The Rise of the Religious ‘Nones’

nones

Should atheists in the U.S. be encouraged by the rise in the percentage of what’s known as religious nones? Do those that claim no specific religious affiliation say anything about the state of religious belief in this country overall?

I don’t think it means much, if anything at all. All this number tells us is that there are people that do not identify with any specific religious institution. They may have been raised Catholic or one of the many Protestant denominations but at some point decided the teachings were no longer relevant to them personally.

What it doesn’t say is whether or not any of these people still have a belief in God or a higher power. I would say that from all of the recent data that its clear that being unaffiliated means just that and nothing more. Is this important? Well, yes and no because there have always been people when they reached their majority that discontinued their attachment to the particular denomination in which they were raised. The numbers of those being reported is what is interesting.

Although I don’t see this as necessarily being a positive for atheists, the number of those unaffiliated has been growing steadily over the past few years. What I think this does show is that religious institutions in this country are losing people because their teaching is meaningless anymore. No one needs to go to church to be moral. In fact, in America, a majority of those polled last year said that a person didn’t need to believe in God to be moral. The message of churches are falling on deaf ears.

No, this doesn’t imply the imminent  demise of religious institutions. They’ll be around long after all of us alive today are gone. It’s a good sign though that we, as a society are finally maturing and that we no longer need these institutions to inform us about anything.

4 thoughts on “The Rise of the Religious ‘Nones’

  1. Still waiting for Google to respond…

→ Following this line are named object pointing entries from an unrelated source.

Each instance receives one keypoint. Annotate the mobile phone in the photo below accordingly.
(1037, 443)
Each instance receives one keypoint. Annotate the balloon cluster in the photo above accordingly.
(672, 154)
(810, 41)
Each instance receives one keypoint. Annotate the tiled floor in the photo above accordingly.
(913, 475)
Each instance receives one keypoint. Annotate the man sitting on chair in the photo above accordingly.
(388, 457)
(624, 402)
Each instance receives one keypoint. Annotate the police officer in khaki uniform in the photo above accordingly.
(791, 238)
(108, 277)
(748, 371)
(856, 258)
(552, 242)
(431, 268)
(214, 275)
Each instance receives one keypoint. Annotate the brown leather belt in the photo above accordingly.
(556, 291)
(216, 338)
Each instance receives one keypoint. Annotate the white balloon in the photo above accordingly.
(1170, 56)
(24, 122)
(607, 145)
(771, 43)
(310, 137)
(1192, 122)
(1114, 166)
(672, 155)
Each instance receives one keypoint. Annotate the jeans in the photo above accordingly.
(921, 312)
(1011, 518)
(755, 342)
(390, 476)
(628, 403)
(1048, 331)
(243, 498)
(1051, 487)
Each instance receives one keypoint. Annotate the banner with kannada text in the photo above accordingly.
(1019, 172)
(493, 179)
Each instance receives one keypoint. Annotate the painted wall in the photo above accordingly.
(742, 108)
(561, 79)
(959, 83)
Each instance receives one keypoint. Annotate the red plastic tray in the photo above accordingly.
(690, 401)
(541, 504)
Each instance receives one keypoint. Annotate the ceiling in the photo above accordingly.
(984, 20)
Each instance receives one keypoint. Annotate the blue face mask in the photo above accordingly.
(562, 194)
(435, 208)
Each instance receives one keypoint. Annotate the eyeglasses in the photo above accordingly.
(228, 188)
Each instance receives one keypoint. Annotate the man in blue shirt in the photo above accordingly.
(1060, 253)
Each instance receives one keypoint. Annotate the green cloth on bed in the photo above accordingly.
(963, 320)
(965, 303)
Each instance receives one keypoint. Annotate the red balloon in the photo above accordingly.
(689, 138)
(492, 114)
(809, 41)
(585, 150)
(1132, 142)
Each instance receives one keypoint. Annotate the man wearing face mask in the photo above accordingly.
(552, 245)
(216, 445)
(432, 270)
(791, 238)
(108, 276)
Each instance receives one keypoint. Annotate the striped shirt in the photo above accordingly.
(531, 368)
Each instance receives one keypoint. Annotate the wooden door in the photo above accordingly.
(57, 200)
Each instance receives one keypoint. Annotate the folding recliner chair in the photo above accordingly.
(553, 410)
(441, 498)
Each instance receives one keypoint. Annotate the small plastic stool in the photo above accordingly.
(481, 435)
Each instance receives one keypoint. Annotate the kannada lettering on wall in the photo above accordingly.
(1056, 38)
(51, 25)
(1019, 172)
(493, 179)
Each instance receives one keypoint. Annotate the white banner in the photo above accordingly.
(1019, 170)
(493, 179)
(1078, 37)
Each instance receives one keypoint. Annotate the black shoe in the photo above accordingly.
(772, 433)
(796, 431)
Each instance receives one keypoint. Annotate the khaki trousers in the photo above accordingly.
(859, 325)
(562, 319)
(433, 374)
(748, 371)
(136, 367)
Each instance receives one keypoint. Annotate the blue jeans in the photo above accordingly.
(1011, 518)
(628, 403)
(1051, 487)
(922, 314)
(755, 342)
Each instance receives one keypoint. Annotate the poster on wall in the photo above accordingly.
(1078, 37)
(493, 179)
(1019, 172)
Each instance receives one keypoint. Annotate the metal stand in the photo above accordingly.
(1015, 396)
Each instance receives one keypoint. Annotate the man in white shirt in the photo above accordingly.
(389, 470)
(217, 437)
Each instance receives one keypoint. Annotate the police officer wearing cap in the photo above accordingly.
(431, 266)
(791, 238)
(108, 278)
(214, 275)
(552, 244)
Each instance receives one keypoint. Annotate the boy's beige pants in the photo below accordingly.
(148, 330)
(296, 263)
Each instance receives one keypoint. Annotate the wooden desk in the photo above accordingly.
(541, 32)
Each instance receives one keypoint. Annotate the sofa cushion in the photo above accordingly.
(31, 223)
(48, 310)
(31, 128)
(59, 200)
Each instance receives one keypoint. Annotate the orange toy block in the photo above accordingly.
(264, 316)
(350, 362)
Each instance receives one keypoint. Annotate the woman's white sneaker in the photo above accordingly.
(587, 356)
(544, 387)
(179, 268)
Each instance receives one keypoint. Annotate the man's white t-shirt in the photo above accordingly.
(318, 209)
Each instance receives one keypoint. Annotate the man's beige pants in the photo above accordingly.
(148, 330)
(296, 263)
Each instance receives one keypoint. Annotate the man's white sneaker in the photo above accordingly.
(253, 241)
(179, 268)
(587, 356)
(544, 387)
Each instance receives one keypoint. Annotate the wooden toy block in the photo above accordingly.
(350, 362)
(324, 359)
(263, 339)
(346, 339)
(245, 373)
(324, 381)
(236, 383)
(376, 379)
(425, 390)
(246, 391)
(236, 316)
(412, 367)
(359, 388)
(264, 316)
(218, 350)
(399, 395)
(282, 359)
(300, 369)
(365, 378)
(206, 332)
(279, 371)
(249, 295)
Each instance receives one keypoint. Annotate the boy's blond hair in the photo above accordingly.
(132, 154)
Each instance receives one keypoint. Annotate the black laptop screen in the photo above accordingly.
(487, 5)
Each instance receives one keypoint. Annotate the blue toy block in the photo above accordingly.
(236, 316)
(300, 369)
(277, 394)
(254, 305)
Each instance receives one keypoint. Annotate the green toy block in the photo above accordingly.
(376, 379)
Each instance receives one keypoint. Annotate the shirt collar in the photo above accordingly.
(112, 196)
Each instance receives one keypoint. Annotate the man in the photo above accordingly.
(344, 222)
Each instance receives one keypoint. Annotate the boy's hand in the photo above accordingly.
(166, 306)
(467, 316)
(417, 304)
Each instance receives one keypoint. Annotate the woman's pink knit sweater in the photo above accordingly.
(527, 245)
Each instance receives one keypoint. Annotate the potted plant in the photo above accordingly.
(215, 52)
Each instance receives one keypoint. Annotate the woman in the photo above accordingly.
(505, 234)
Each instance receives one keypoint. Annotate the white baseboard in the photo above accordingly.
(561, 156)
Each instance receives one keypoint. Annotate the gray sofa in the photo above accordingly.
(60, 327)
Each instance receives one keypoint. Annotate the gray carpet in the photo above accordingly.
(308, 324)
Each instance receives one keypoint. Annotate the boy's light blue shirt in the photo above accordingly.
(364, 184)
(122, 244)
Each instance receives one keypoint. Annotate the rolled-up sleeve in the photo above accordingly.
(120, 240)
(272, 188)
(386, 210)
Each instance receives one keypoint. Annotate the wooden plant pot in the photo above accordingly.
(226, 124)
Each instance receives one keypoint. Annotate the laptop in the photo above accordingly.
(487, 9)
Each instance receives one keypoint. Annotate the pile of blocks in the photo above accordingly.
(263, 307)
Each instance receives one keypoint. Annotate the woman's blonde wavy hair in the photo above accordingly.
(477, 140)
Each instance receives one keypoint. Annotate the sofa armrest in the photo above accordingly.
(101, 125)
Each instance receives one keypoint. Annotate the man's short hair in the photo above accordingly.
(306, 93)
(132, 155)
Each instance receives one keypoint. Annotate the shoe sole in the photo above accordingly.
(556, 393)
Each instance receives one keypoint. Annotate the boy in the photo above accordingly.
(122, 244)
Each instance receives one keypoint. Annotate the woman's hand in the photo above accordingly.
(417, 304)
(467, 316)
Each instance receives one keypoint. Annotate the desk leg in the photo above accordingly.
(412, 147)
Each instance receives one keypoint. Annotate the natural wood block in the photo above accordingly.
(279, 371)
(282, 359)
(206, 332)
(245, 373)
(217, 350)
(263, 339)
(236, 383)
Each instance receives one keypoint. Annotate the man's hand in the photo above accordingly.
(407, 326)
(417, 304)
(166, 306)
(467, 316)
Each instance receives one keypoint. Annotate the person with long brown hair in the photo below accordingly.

    I agree that many people just drift away from their family religion and do not ever think they are atheists, but might admit to being agnostic. (Ooh there are those tribal suspicions.). That seems okay with me. I think it is a positive thing for non-believers, but only if these newly “nones” actually have some ethical backbone and moral compass…and it is a plus if they still maintain a sense of community with their neighbors, fellow workers and family, too if they choose.

    What we all stand to lose with the total collapse of religions is that sense of community, the one that keeps human beings feeling or believing that it is better to act according to an ethical set of traditions, which bind communities under a rule of law.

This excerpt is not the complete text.